To achieve that, all you have is your settlement center, two villagers, and cursor-driven gameplay. With the right stick you move the camera, and with the right one you select all menus and stuff, such as your villagers, buildings and resources. Truth be told, it doesn’t seem like the perfect control scheme for a console game, but at least it gets better in handheld mode – where the game allows you to play using the touchscreen.
After you finally figure out the basic elements of the game, the gameplay loop is easily noticeable. You must select your villagers and tell them to go through the map gathering resources – taking down trees for wood, mining rocks for stone, getting wool from sheep, etc. Then, the raw material they gather can be used to build new stuff and expand your town.

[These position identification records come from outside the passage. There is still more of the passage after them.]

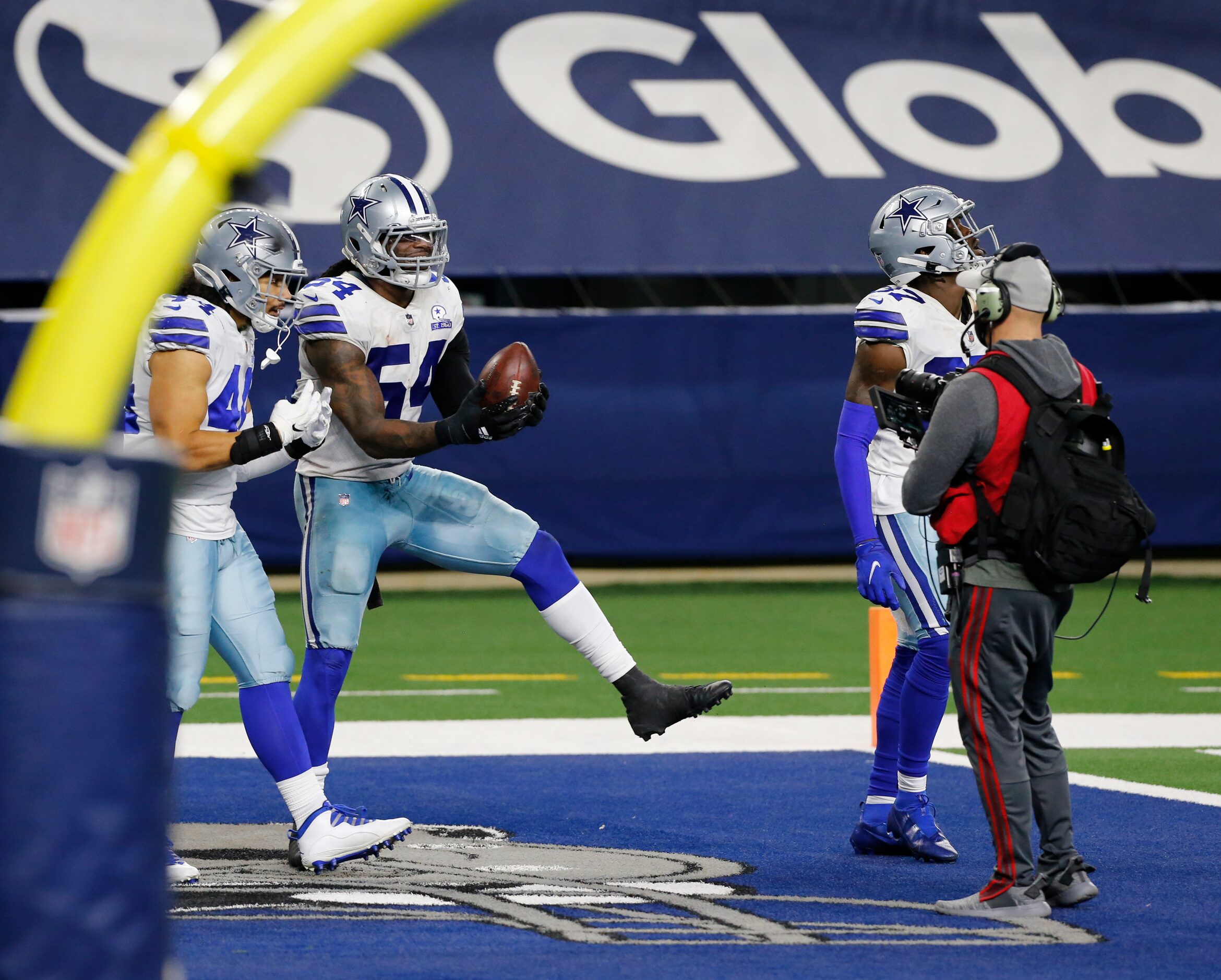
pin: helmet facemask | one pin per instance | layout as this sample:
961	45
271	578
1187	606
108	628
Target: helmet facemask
407	271
245	291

How much you’ll be able to expand your city is tailored by an enjoyable progression system – and here lies the entertaining and addictive side of New Frontier Days. While at the beginning the raw materials are good enough for any objective you may have, as your city grows you must process them into different things. You then turn logs into lumber, wool into yarn, stone into bricks, and so on; each on its specific building.
Doing those activities also unlocks for you what the game calls development cards. These cards are divided into two different categories; usable and passive. The first group can be used in any given moment to grant your town a positive or negative temporary effect. For instance, you can instantly get +50 wood, or increase the wool price in a moment’s notice. On the other hand, the second group are the permanent effect cards – and they usually change how the villagers work, allowing them to be more effective in their tasks.
The sum of those systems are definitely better than its parts, because New Frontier Days manages to create a well-crafted simulator that keeps you looking forward to the next big thing you’ll need to build. To enjoy it though, you mustn’t judge this book for its cover – as its good aspects are very well hidden behind a graphic style that is just on top of that hard-to-define line between simplicity and mediocrity.
New Frontier Days: Founding Pioneers
Summary
New Frontier Days: Founding Pioneers features a gameplay loop that’s quite entertaining, and it’s definitely one of those pleasurable, time-consuming style titles. I cannot suggest it if you’re not fond of the town-building simulation genre though, as it is not as nice to see as it is to play.